No domingo (31), o menino João Lucas Castor Nemezio Sales, de 11 anos, foi atacado na Praia de Piedade, em Jaboatão dos Guararapes. O garoto sofreu graves ferimentos na mão e na perna esquerda, que precisou ser amputada.
Segundo o Hospital da Restauração, a criança também segue internada na UTI Pediátrica em estado grave, porém estável.
Por que tantos ataques em Boa Viagem e Piedade?

Com os dois casos mais recentes, Pernambuco chega a 84 incidentes envolvendo tubarões desde o início do monitoramento oficial, em 1992.
As praias de Boa Viagem e Piedade concentram mais da metade dos registros.
Especialistas apontam uma combinação de fatores ambientais e históricos para explicar a frequência dos ataques na região. Entre eles estão a proximidade de rios que desembocam no mar, a água turva provocada pelas chuvas, marés elevadas, redução da biodiversidade marinha e alterações ambientais provocadas ao longo das últimas décadas.

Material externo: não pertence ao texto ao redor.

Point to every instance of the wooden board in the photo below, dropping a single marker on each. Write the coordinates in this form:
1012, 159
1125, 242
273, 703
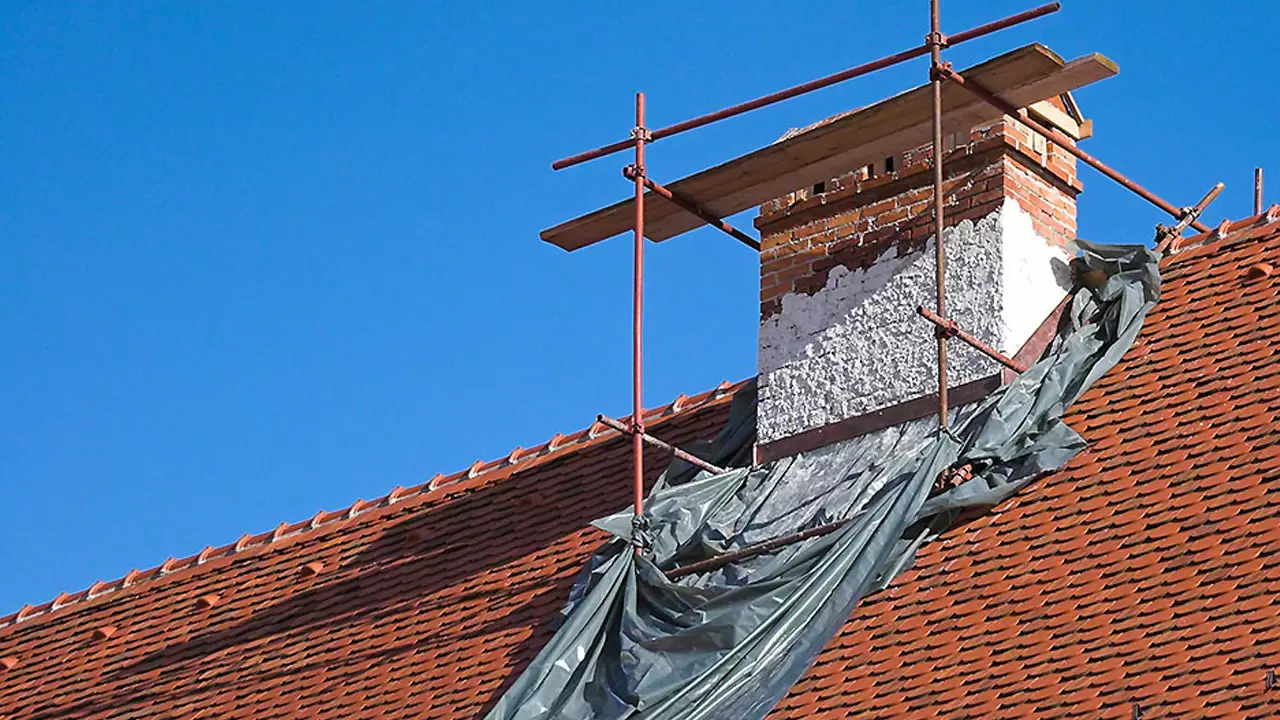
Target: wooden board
872, 133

Segundo pesquisadores do Comitê Estadual de Monitoramento de Incidentes com Tubarões (Cemit), o ataque a Marcela foi provocado por um tubarão-tigre adulto, enquanto o menino João Lucas foi mordido por um tubarão-cabeça-chata.
As duas espécies são consideradas as mais frequentemente envolvidas nos incidentes registrados no litoral pernambucano.
Com a chegada do período de chuvas e marés mais agitadas, especialistas reforçam o alerta para que banhistas evitem entrar no mar em áreas sinalizadas como de risco, principalmente em trechos sem proteção dos arrecifes.